Mr. Oskanian refrained from assessing the ARF Dashnaktsutiun hunger strike, but he said he agrees that the protocols do not proceed from the interests of the Armenians and ought not to be signed. Mr. Oskanian is also concerned with the fact that there are no serious discussions about the protocols, "Even if there are any, the contents are distorted, the situation is presented under a favorable light and the authorities are supported blindly."
The former Foreign Minister thinks that today we have to set aside the political discords and realize that we are going through a fatal stage, "I am trying to do just that. As much as I want to see the opening of the Armenian-Turkish border, I cannot take the idea that we are giving in to the Turks in all the preconditions they have put forward. The Turks have virtually achieved what they intended to since 1991. At the time they put forward such degrading conditions to us. Now they have been able to achieve their aim. The document has to be re-assessed politically."
Vardan Oskanian finds it difficult to say what is the agreement between the Armenian and the Turkish sides. He does, however, think that the document is a result of bad negotiations, "Try hard as I do to imagine myself in the shoes of the negotiators, I cannot realize that the Armenian side can sign such a document."

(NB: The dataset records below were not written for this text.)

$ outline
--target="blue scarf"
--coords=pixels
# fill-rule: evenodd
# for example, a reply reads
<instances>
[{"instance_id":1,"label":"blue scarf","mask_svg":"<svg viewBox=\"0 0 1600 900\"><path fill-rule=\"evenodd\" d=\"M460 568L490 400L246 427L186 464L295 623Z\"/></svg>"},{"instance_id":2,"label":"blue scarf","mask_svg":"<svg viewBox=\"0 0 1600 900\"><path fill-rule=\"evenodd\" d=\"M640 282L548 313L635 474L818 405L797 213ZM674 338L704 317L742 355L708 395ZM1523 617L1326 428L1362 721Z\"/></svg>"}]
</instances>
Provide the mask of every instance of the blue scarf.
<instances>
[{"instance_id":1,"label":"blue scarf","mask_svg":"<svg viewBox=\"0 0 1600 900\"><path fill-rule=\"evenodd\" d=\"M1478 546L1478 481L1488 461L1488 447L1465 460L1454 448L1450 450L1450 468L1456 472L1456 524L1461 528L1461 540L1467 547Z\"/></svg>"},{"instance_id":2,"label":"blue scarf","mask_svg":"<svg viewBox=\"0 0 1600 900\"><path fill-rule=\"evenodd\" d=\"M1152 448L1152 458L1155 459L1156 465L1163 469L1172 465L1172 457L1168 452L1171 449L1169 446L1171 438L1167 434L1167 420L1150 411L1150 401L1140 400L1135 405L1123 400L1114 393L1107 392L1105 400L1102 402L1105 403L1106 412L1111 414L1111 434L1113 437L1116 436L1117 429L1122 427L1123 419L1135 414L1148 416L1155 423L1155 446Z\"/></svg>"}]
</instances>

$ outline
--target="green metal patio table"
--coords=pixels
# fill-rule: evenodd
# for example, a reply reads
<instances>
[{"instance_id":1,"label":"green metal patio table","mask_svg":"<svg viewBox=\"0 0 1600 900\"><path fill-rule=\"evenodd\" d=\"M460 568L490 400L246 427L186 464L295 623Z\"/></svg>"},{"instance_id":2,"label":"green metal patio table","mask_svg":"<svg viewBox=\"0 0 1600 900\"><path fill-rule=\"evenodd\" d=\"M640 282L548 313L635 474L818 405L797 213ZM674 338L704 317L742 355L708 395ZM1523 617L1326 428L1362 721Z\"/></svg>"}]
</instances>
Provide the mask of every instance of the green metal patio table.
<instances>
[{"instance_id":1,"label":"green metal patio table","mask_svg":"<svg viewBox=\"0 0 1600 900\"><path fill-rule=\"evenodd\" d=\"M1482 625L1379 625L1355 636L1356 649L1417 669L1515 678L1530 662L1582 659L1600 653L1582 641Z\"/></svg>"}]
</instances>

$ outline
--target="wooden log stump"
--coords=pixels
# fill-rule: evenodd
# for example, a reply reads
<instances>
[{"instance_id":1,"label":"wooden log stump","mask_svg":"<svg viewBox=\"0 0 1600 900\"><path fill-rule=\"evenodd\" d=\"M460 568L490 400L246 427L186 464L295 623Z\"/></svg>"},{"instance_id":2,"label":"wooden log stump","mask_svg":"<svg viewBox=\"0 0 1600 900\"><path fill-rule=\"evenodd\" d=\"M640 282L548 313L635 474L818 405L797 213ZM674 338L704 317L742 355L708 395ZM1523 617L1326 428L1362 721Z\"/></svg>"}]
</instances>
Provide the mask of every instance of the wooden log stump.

As for the statements of ARF that in terms of Armenian-Turkish relations Serge Sargsyan is trying to do what Levon Ter-Petrosyan to trying to, Vardan Oskanian said, "I am well aware that the two demands, denial of the Armenian Genocide and the Karabakh conflict, have been included in the Protocols. In 1992, Levon Ter-Petrosyan categorically turned both of them down. Later on, we were approached with such documents again, but we kept turning them down. It's unconceivable how the authorities could have agreed to them."